I have a feeling that there is also a status thing going on here
- the status of the English language, as opposed to the Russian
language - in Israel, as well as throughout the world."

28 years ago during my first year of teaching I asked the former supervisor,
Pinchas Bechler ז'ל why on earth my מסמ'ר and מסמ'ם girls in
Kiryat Hachinuch Azata must learn English when there is absolutely
no chance of most of them passing even the one point exam.
He answered that learning English in Israel is a status thing, and
parents would be up in arms if their children were denied the
opportunity of learning it.


I would go so far as to say that in my opinion there is an
exagerated emphasis put on English usage especially at
Universities and Colleges. For example, I have a former pupil
from a neighboring Moshav that dreamed of being a music
teacher in kindergartens-- one of those lovely ladies who gives
out tambourines and teaches the kiddies songs. Well, she tried
unsuccessfully at least 5 times to pass the 4 point Bagrut so to
get accepted at a college and ended up earning minimum wage
at a supermarket.
Why in heavens should she have needed English? So that some
puffed up professor could give out an excrutiatingly difficult article
in English when one probably just as good is available in Hebrew?
She played 5 instruments and loved children!!!!
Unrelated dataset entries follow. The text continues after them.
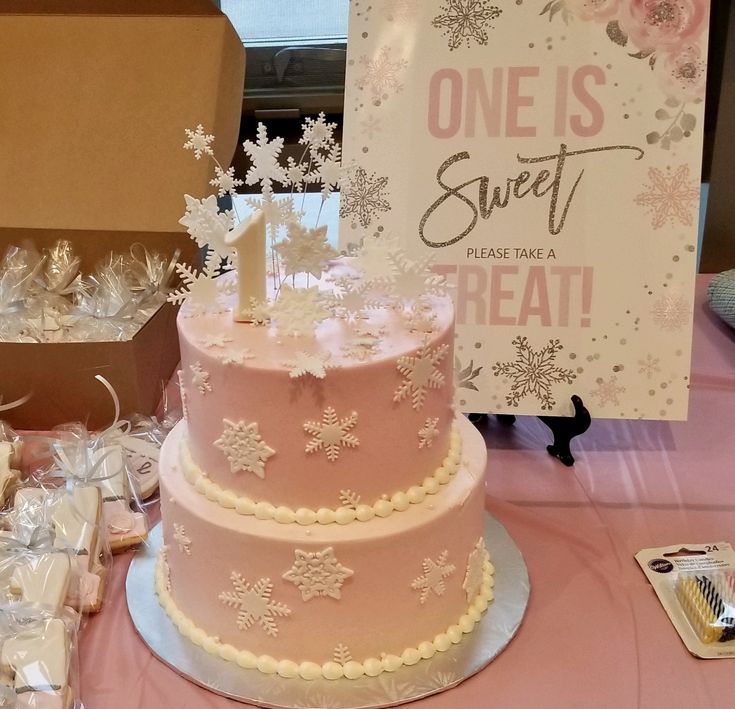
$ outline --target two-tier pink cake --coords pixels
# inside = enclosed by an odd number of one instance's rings
[[[160,464],[156,588],[179,630],[303,679],[375,676],[459,643],[493,568],[484,441],[452,405],[451,300],[354,318],[336,298],[306,337],[275,312],[191,315],[185,420]]]

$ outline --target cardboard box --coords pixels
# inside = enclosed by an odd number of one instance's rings
[[[0,0],[0,252],[72,241],[84,267],[140,241],[195,247],[184,193],[211,194],[211,160],[182,146],[202,123],[228,165],[240,126],[245,52],[210,0]],[[130,342],[0,343],[0,396],[33,391],[14,426],[104,425],[109,395],[152,413],[178,362],[175,309]]]

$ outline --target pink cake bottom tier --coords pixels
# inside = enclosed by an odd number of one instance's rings
[[[487,453],[464,417],[458,426],[464,460],[439,494],[389,517],[308,527],[239,515],[199,494],[179,469],[184,428],[174,430],[160,460],[164,607],[228,659],[244,650],[288,667],[344,667],[447,649],[492,598]]]

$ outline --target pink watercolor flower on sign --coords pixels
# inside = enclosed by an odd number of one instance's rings
[[[625,0],[618,22],[641,51],[677,50],[707,26],[709,0]]]
[[[615,19],[621,0],[567,0],[566,7],[581,20],[611,22]]]
[[[662,52],[654,68],[667,96],[681,102],[704,98],[707,58],[698,44],[687,44],[673,52]]]

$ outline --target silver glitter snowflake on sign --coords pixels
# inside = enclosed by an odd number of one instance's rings
[[[317,596],[337,600],[342,597],[342,585],[354,572],[339,563],[332,547],[314,552],[296,549],[294,554],[296,560],[283,574],[283,579],[301,591],[302,600],[310,601]]]
[[[541,403],[542,411],[549,411],[556,405],[551,391],[554,384],[571,384],[577,375],[571,369],[558,367],[556,355],[563,349],[559,340],[549,340],[539,351],[528,343],[528,338],[516,337],[512,343],[516,359],[511,362],[498,362],[493,365],[496,377],[510,380],[510,392],[505,395],[508,406],[518,406],[521,399],[535,397]]]
[[[346,181],[339,205],[339,216],[352,218],[367,227],[380,212],[389,212],[390,202],[384,194],[388,187],[387,177],[378,177],[375,173],[358,167]]]
[[[687,325],[692,317],[692,306],[681,295],[670,293],[662,295],[651,308],[653,323],[660,330],[678,332]]]
[[[489,0],[448,0],[440,5],[440,10],[431,24],[447,37],[451,51],[463,44],[487,45],[487,31],[493,27],[490,23],[503,12]]]
[[[273,247],[281,257],[283,274],[307,273],[321,278],[337,251],[327,241],[327,225],[308,229],[298,222],[288,225],[288,237]]]
[[[369,91],[373,103],[379,104],[403,90],[403,72],[408,62],[395,57],[391,47],[381,47],[372,57],[363,55],[359,62],[364,72],[357,80],[357,88]]]
[[[691,226],[699,204],[699,182],[692,179],[689,165],[679,165],[676,170],[648,169],[649,183],[635,197],[635,203],[648,210],[651,226],[660,229],[667,223]]]
[[[270,308],[270,316],[282,335],[313,335],[314,328],[329,317],[324,297],[316,286],[291,288],[284,284],[278,300]]]
[[[271,580],[260,579],[251,586],[240,574],[233,571],[230,574],[230,581],[234,591],[222,591],[219,599],[226,606],[237,609],[237,627],[240,630],[248,630],[257,623],[266,635],[277,637],[276,618],[291,615],[291,609],[285,603],[278,603],[271,598],[273,593]]]

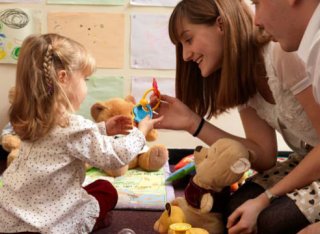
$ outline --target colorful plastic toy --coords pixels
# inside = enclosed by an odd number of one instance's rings
[[[158,103],[152,108],[149,101],[146,99],[147,95],[153,91],[153,94],[158,97]],[[158,89],[158,84],[155,78],[153,78],[152,81],[152,88],[148,89],[142,98],[140,99],[139,103],[133,107],[132,113],[134,116],[134,121],[140,122],[142,119],[144,119],[147,115],[152,118],[153,111],[158,108],[160,105],[160,92]]]
[[[183,157],[175,166],[174,171],[179,170],[180,168],[186,166],[188,163],[194,160],[193,154]]]
[[[194,161],[188,163],[187,165],[185,165],[184,167],[180,168],[179,170],[173,172],[167,179],[166,179],[166,183],[170,183],[172,181],[181,179],[183,177],[185,177],[186,175],[189,175],[191,172],[195,172],[196,168],[195,168],[195,164]]]

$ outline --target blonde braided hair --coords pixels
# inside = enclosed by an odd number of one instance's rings
[[[52,45],[49,44],[46,55],[44,56],[44,62],[43,62],[44,77],[45,77],[45,80],[47,83],[47,91],[48,91],[49,96],[51,96],[54,91],[53,90],[53,80],[52,80],[52,76],[51,76],[52,52],[53,52]]]

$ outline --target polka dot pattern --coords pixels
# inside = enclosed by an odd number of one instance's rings
[[[84,162],[118,168],[145,145],[138,129],[117,139],[105,132],[104,123],[70,115],[68,127],[22,142],[18,158],[3,174],[0,232],[89,233],[99,205],[82,189]]]

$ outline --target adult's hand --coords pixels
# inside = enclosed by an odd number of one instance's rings
[[[298,234],[318,234],[320,233],[320,222],[310,224],[302,229]]]
[[[161,95],[160,101],[160,106],[155,112],[157,116],[163,116],[163,119],[155,125],[155,128],[194,132],[200,122],[200,116],[175,97]]]
[[[257,233],[258,215],[268,205],[269,200],[264,194],[243,203],[228,218],[228,234]]]

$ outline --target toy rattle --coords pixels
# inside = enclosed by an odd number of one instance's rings
[[[158,102],[157,104],[152,108],[149,101],[146,99],[147,95],[153,91],[153,94],[156,95],[158,97]],[[147,115],[150,116],[150,118],[152,118],[153,116],[153,111],[155,109],[158,108],[158,106],[160,105],[160,92],[158,89],[158,84],[155,80],[155,78],[153,78],[152,81],[152,88],[148,89],[144,95],[142,96],[142,98],[140,99],[139,103],[137,105],[135,105],[132,109],[132,113],[134,116],[134,121],[136,122],[140,122],[141,120],[143,120]]]

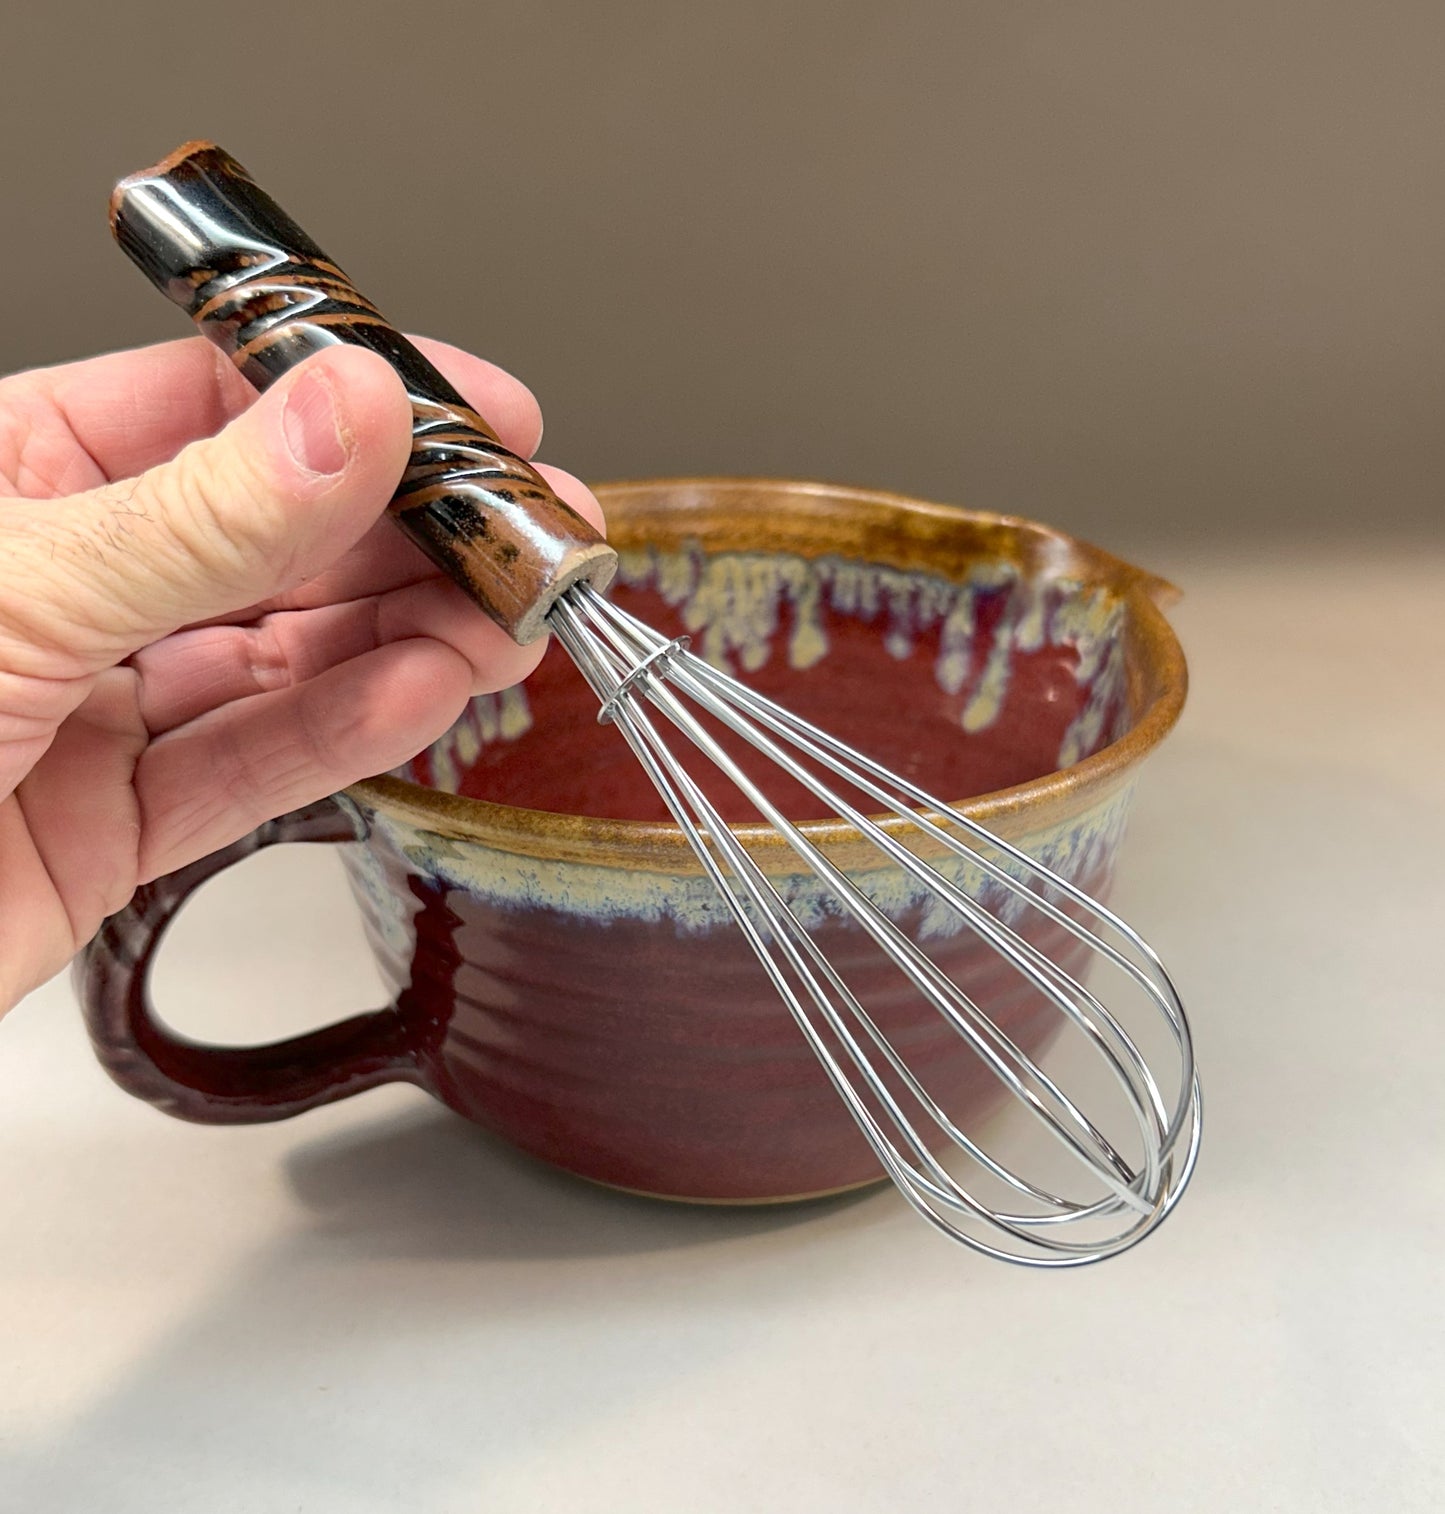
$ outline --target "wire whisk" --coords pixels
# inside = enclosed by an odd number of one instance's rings
[[[1194,1169],[1200,1088],[1179,995],[1162,962],[1136,931],[1067,879],[957,809],[720,672],[688,650],[686,637],[669,640],[590,585],[569,589],[553,605],[548,620],[601,702],[598,719],[621,731],[884,1171],[924,1219],[988,1256],[1044,1267],[1077,1266],[1112,1256],[1158,1225],[1178,1202]],[[1082,1032],[1126,1101],[1139,1151],[1132,1162],[857,881],[788,819],[690,705],[776,763],[888,862],[942,898],[965,928],[976,932]],[[1084,1169],[1097,1196],[1066,1197],[1014,1172],[950,1118],[834,970],[778,884],[724,823],[669,746],[652,711],[736,785],[913,988],[1058,1148]],[[1166,1099],[1119,1018],[1078,977],[905,845],[897,831],[884,830],[862,813],[827,775],[875,801],[918,837],[977,869],[1008,897],[1037,911],[1123,972],[1168,1029],[1177,1055],[1172,1097]],[[880,1062],[912,1095],[916,1113],[910,1115],[889,1086]],[[919,1129],[920,1115],[932,1127],[931,1140]],[[940,1144],[962,1152],[978,1172],[1024,1200],[1023,1207],[985,1202],[976,1188],[943,1166],[933,1150]],[[1087,1238],[1076,1238],[1081,1222],[1092,1222]],[[1061,1228],[1065,1224],[1067,1231]]]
I have 10 brothers and sisters-in-law who among other things: teach
at a University with a doctorate in Chemistry; work as a lawyer;
an accountant; an economist who is head of a corporation; a nurse
heading an important ICU unit; the head of an entire אגף in a prison
up north; etc. etc. As the American sister in law holding a Masters,
it was my pleasure to help them all years ago translate various articles.
Believe me, 90% of the American public would have been unable to
comprehend the esoteric articles they had to deal with. Only
University academics abroad could have dealt with those articles.
I felt then and still believe that while giving articles in English is
doubtless  important in some cases, in many other cases, the
professor does so as a "status thing" and not necessarily
because it is crucial to the students studies.